L'Italie est un autre pays européen qui ne participe pas à ce pacte. Fin mai, la Lega et le Mouvement 5 Étoiles ont formé un gouvernement de coalition suite à leur victoire aux législatives du mois de mars 2018. Depuis, la législation italienne en matière d'accueil des réfugiés s'est durcie.
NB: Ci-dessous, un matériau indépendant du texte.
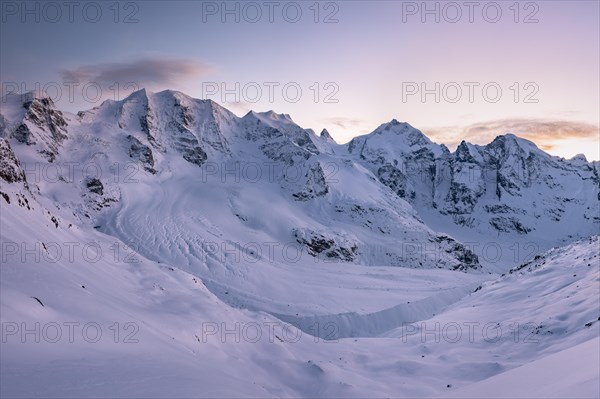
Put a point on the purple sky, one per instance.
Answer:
(455, 70)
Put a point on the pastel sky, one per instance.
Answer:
(486, 68)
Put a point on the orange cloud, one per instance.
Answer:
(547, 134)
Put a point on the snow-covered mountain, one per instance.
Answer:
(174, 214)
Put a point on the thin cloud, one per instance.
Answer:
(344, 123)
(144, 72)
(545, 133)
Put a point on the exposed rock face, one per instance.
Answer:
(141, 153)
(336, 248)
(10, 167)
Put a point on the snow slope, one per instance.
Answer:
(227, 257)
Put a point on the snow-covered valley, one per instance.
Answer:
(161, 246)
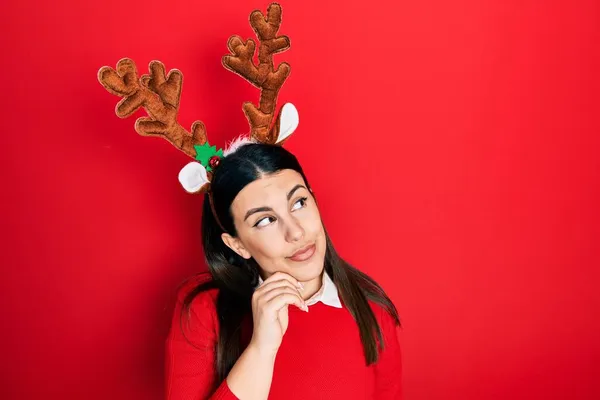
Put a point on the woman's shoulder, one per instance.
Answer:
(386, 314)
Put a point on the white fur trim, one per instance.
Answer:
(193, 176)
(236, 144)
(288, 122)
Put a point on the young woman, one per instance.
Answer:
(279, 315)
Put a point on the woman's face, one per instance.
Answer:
(279, 225)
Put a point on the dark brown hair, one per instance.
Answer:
(236, 277)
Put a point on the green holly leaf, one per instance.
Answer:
(205, 152)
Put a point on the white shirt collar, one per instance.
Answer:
(327, 294)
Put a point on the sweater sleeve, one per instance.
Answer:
(190, 358)
(388, 369)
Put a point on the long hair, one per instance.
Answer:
(236, 277)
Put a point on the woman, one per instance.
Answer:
(280, 315)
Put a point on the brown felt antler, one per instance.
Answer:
(263, 75)
(159, 95)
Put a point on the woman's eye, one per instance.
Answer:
(263, 222)
(302, 202)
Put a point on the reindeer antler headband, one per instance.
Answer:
(159, 94)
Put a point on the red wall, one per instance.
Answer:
(457, 163)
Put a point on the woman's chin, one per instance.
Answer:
(308, 272)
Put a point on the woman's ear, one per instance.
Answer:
(236, 245)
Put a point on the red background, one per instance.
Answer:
(453, 146)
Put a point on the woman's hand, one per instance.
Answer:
(270, 303)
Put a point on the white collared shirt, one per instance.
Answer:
(327, 294)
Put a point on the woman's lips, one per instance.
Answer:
(304, 254)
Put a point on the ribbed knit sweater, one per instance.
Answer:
(321, 356)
En septembre dernier, le conseil des ministres du pays a adopté le décret Salvini, du nom du ministre italien de l'Intérieur, Matteo Salvini, qui élargit notamment la liste des délits prévoyant la suspension de la demande d'asile et l'expulsion du demandeur.
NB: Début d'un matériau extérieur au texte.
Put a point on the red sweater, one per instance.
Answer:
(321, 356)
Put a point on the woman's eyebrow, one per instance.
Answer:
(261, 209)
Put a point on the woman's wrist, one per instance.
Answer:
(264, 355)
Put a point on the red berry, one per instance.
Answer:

Le Pacte mondial sur les migrations des Nations unies a été formellement approuvé lundi à Marrakech, après la proclamation orale et le traditionnel coup de marteau, devant quelque 150 pays réunis en conférence intergouvernementale.

Ce document vise en premier lieu à renforcer «la coopération relative aux migrations internationales sous tous leurs aspects». Le pacte n'est juridiquement pas contraignant, mais les pays qui l'ont rejeté ont fait valoir qu'ils voulaient conserver une gestion nationale des flux migratoires et qu'ils redoutaient l'utilisation du Pacte lors de recours devant la justice. Le 19 décembre, il doit être soumis à un vote de ratification au sein de l'Assemblée générale.